Twitter’s debut on the New York Stock Exchange was so successful that “bubble” was a commonly heard word on Thursday. The closing price of $44.90, about even with the opening price of $45.10 but below the day’s high of $50.90, gives the micro-blogging service a market valuation of $25.13 billion. If that number seems astronomically high, consider the service may be losing momentum with its younger users and, unlike Facebook when it went public, hasn’t yet turned a profit.
A $25 billion valuation puts Twitter well above many content companies. The New York Times Company is worth only $1.9 billion. Twitter’s $25 billion is not in the league of Comcast, currently valued at $124 billion, but far exceeds Netflix’s current $19.4 billion market capitalization. And, for some music industry perspective, $25 billion could buy Universal Music Group, Sony Music Entertainment and Warner Music Group and a portion of Live Nation.
Whether or not a large social media company posts a net profit is almost immaterial here — especially if we’re in the midst of a tech bubble. Twitter is being valued based on expectations it will (a) continue to grow, (b) continue to engage its users and (c) offer attractive, productive advertising products that generate substantial revenue.
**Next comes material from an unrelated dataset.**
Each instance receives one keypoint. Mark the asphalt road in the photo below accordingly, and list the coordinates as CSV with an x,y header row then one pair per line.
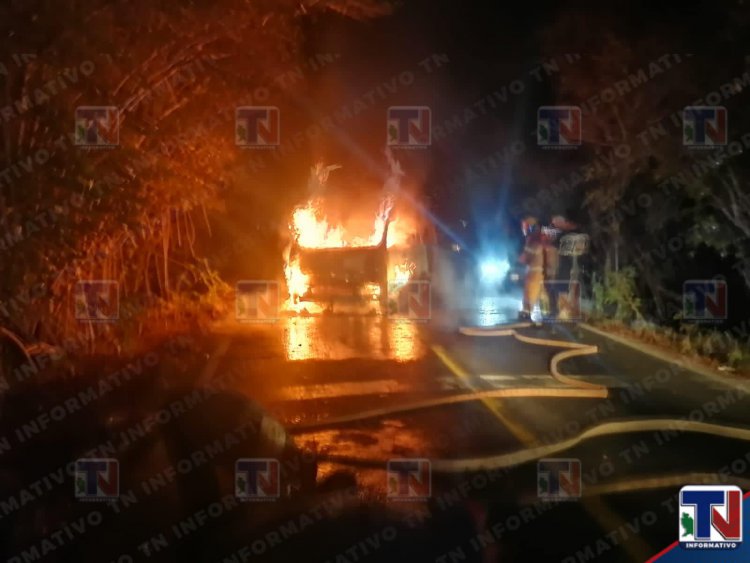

Its business model certainly isn’t hurt by the fact it doesn’t pay its users for their content. Musicians, movie stars, sports figures, news organizations and other entities help make Twitter valuable but get only promotion in return.
One possible needle for Twitter’s bubble are the questions about its ability to engage. The latest bi-annual teen survey from PiperJaffray shows legacy social media services like Facebook and Twitter lack the momentum of newer services such as Instagram. The survey revealed that Instagram, the Facebook-owned photo-sharing service, climbed to 23% from 12% last fall. Twitter surpassed Facebook as teen’s favorite social media service for the first time but fell to 26% from 27% of teens surveyed. The percent of teens that favor Facebook dropped to 23% from 42% just a year ago. The moral of the story: attention spans are short and switching costs are not insurmountable.
The size of Twitter’s user base has drawn scrutiny in recent weeks. The company revealed in its IPO filings with the SEC it had 232 million active users — 53 million of them in the United States — as of September 30th. Although that figure had increased 39% from 167 million over the previous 12 months, it’s far below some other web services: Facebook has 1.2 billion monthly users and Google+ is at 340 million and growing.
Twitter’s $25 billion valuation won’t last long if users flee to other services or growth doesn’t meet expectations. Social media is fluid. What’s popular and seemingly essential one year can fall out of favor. That shift is already being seen at Facebook, which admitted during its latest earnings call it experienced a decrease in teen daily users last quarter. There’s little reason to believe Twitter will flame out a la Friendster or Myspace, but expect Twitter to face strong competition from existing social media services and some that haven’t even launched yet.
The $25 billion valuation could evaporate because of larger market forces. Numerous experts and commentators believe the equities are overvalued and the markets are in the midst of yet another bubble. The head of equity strategy at Saxo Bank says Twitter’s IPO represents the “ridiculous” nature of current equity markets. Forbes believes Twitter and other social media companies (Facebook, LinkedIn) are overvalued and will “plunge dramatically, along with a mass wave of tech startup failures.” As Business Insider points out in a detailed argument for a stock market bubble, interest rates are low, stock markets are reaching all-time highs and tech companies are, in many ways, behaving like they did in 1999.
Little of this really matters unless you bought Twitter stock today (except for the warnings of a pending stock market collapse, of course). Some people may shift to other social media services. Twitter’s share price may plummet and cause it to double its efforts to launch effective advertising products. But Twitter will continue to operate just as it did before its IPO. And you, your company and your artists will continue to use it
*Correction Appended: The original version of this story erroneously included a sentence that Twitter’s $25 billion valuation is more than “News Corp, a media giant that includes the Fox Entertainment Group and publisher HarperCollins, has a market valuation of $10 billion.” However, News Corp split into two separate entities earlier this year to become News Corp and Twenty-First Century Fox. News Corp is valued at $10 billion; 21st Century Fox, the TV and cable business, is worth $76 billion.